Olivia Friett, editor of Medical Plastics News, discusses the lack of female representation in the medtech industry and how we can work on this for the future.

The new year is the perfect time to think about progression and elevation. We all have our own personal goals – usually to be healthier, save money etc. – I, for one, intend to keep at my resolutions for longer than the two months I usually stick to before the novelty wears off.

Personal goals aside, I do have some new plans as the editor of Medical Plastics News that I think could be good for the industry. The ones that come to mind are making more site visits, meeting new clients and working on the FemTech series on The MedTalk Podcast.

The FemTech series is a new series being brought to the podcast in 2024, with the majority of the episodes already planned for the year, I’m so excited to see how it progresses. The first podcast went out in the first week of January, where myself, Nicola Thorn from AND Technology Research and Laurie Rowe from Red Medtech discussed the new TENTO+ compliance platform and of course we delved into the female representation in the industry (or lack thereof). 

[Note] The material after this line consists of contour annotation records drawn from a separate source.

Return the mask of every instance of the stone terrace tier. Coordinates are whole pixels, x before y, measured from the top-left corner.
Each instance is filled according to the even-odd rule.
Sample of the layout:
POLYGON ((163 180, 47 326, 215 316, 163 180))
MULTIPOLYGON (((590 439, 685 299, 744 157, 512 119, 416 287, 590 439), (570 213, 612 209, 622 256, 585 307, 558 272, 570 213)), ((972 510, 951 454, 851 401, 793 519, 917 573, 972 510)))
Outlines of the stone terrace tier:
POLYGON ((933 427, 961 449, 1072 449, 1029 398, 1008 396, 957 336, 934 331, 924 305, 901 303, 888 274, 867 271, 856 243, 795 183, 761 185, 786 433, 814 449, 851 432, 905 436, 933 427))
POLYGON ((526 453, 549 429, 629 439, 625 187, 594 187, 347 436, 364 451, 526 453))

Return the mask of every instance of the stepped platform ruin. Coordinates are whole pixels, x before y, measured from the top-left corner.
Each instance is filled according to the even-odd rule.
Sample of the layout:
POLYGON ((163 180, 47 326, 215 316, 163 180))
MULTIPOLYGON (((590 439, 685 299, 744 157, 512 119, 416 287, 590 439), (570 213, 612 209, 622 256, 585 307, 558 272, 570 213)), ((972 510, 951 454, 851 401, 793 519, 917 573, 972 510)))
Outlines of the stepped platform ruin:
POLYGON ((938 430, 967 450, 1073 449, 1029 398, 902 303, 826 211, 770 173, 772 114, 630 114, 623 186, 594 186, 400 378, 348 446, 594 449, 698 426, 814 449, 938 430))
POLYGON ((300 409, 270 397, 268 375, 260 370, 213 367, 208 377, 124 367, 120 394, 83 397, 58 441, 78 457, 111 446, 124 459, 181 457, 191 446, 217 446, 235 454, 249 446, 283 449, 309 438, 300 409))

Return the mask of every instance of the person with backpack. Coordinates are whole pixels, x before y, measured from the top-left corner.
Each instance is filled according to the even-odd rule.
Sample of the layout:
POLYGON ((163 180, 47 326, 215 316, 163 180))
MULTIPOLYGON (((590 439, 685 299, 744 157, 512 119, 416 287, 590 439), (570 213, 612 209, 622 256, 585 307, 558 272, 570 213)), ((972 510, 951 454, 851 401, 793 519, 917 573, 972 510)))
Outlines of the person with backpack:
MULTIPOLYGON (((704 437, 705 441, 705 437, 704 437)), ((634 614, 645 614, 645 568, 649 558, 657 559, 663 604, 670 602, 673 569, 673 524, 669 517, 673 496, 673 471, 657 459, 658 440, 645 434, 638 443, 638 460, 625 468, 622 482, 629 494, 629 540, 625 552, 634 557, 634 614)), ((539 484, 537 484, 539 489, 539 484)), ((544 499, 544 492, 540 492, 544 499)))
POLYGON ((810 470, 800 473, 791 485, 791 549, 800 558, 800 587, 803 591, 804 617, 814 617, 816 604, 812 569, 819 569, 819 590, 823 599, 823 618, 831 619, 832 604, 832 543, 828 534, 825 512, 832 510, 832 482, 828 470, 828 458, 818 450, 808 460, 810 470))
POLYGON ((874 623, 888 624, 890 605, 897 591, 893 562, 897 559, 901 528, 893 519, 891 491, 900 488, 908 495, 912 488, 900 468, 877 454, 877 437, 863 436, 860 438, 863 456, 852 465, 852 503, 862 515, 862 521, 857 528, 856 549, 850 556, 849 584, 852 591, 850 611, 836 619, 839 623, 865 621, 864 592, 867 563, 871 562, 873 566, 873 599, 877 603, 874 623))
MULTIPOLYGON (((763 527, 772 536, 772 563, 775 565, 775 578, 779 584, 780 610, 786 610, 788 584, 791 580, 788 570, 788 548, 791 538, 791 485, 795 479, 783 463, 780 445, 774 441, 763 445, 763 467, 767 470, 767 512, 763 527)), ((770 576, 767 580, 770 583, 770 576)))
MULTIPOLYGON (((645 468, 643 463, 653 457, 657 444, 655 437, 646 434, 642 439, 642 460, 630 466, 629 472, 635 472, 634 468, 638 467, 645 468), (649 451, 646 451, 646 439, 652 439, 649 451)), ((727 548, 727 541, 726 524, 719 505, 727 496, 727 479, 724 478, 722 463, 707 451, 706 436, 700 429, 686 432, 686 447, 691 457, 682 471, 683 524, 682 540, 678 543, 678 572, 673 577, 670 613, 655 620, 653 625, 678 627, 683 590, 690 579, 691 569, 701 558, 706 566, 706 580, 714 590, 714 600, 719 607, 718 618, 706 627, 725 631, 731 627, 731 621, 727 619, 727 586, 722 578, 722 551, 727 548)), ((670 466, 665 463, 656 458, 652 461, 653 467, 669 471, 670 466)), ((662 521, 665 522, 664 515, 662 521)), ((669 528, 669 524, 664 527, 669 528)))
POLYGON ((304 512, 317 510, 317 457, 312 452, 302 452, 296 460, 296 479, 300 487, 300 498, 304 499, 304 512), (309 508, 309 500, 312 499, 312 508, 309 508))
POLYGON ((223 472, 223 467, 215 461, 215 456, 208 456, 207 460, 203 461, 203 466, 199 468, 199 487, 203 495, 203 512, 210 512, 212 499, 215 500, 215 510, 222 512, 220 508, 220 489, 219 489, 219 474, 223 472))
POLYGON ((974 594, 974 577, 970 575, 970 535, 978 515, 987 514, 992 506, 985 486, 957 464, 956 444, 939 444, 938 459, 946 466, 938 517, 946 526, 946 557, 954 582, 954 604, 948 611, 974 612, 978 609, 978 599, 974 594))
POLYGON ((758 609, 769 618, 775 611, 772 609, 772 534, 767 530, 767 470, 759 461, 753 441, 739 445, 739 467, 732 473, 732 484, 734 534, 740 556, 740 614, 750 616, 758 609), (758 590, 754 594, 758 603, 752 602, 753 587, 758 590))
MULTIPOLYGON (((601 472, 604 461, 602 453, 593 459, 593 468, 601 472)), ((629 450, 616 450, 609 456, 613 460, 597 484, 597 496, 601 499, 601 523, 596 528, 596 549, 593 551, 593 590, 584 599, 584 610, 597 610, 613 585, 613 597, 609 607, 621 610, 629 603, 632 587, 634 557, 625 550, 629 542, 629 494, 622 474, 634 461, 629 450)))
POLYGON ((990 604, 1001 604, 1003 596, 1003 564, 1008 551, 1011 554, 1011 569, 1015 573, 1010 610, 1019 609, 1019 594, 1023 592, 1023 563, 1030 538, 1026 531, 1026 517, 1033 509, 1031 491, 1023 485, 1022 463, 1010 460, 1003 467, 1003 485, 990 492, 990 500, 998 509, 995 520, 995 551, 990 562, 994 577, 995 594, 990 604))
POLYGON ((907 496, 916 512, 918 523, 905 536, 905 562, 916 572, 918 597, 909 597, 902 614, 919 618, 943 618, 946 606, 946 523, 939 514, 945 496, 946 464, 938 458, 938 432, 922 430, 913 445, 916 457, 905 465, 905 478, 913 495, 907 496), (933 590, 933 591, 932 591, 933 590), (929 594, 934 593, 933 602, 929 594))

The first show I went to was MD&M West in 2022. I had been in the industry for around two weeks, and I instantly noticed a lack of women’s health being represented and to my dismay, this hasn’t changed massively in the two years I have worked in the industry. 

What I can’t seem to understand is the stigma and awkwardness that comes from talking about women’s health devices. Whether it’s a fertility tracker or a menstrual-related device, it’s not a normal thing to discuss in the industry without running the risk of someone clamming up at the idea of a period or menopause or even fertility issues. Can we please normalise being open about this section of the industry – it does affect half the population after all, which is a much higher figure than a lot of other healthcare conditions.


Of course, it has changed dramatically. It was only 120 years ago when women were fighting for the right to vote, 80 years ago when women typically stayed at home whilst men went to fight in WWII – in fact, it was only 11 years ago when the U.S. military removed a ban against women serving in combat position. Today, I see so many women CEOs, founders, board members etc. How does this relate to the medical industry? Well, if women are looked at as equals, it could loosen the stigma that talking about women’s health can be considered taboo.

On International Women’s Day (8th March), the FemTech series episode will be a “not-to-miss”, as it’s a montage of several of the women I’ll be interviewing throughout the year specifically discussing their opinions on the amount of femtech devices on the market and the representation of women in the industry – if this needs improving and if so, how it can be improved. 

To this day, I get excited when I see a women’s health related stand at a show, or I receive a press release about a new femtech start-up company. My goal for 2024 (and for every year after) is that one day rather than get excited about seeing more female representation in the industry, this becomes the norm, which I hope I can help with – the best way to do this, is to talk about it, so let’s talk!